Unintended Stopiteration in a Generator
Update (2022-09-05): The issue described in this post was addressed by PEP
479, which made it so that StopIteration
is automatically changed into a RuntimeError
when raised inside a generator.
As of python 3.5 (which was already available when this post was written), it
was possible to opt into the new behavior with from __future__ import generator_stop
, and the default was changed in python 3.7.
Sometimes, if I have a generator that I happen to know is non-empty, and I want to get at the first element, I’ll write code like this:
output = next(f for f in os.listdir(dir) if f.endswith('.o'))
In theory, the intended meaning of this code is something like this:
outputs = [f for f in os.listdir(dir) if f.endswith('.o')]
assert len(outputs) > 0 # or maybe assert len(outputs) == 1
output = outputs[0]
These two pieces of code are similar, but differ in one important way – if the
assumption is wrong (i.e. there is a bug in the program), then the second will
raise an AssertionError
, while the first will raise a StopIteration
exception. If this code happens to be inside a generator, maybe like this:
def outputs(dirs):
for dir in dirs:
yield next(f for f in os.listdir(dir) if f.endswith('.o'))
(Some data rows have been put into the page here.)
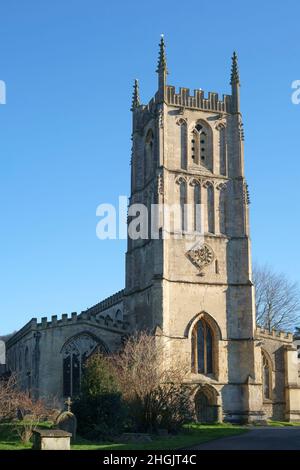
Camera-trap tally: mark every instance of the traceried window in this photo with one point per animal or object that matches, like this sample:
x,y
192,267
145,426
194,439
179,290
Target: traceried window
x,y
183,142
223,150
183,202
266,376
149,145
75,352
197,208
202,348
210,208
201,145
222,211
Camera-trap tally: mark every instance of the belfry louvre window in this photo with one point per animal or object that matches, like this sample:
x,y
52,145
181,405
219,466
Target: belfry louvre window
x,y
266,376
202,348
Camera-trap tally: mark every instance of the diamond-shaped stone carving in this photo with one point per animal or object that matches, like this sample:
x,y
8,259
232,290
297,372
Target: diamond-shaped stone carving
x,y
201,256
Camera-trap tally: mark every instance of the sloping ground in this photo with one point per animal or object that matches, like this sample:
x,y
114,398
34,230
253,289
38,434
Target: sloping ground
x,y
265,438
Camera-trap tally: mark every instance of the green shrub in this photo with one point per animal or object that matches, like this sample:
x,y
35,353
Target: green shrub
x,y
100,417
99,409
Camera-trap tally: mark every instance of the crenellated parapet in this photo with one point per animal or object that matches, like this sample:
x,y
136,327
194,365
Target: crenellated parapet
x,y
274,334
198,100
106,303
90,315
Then while an AssertionError
would correctly bubble up to the caller, a
StopIteration
exception would instead only prematurely signal that the
generator is exhausted, and it wouldn’t be possible in general for the caller
to tell that something has gone wrong – it’s likely that the program would
just keep running and produce wrong results, making the bug potentially much
less straightforward to track down.
So while using next
for this purpose is cute, its behavior in cases like this
might catch you off guard. If your intention is to communicate an assumption
you’re making, you’re probably better off using assert
, even if it’s slightly
more long-winded.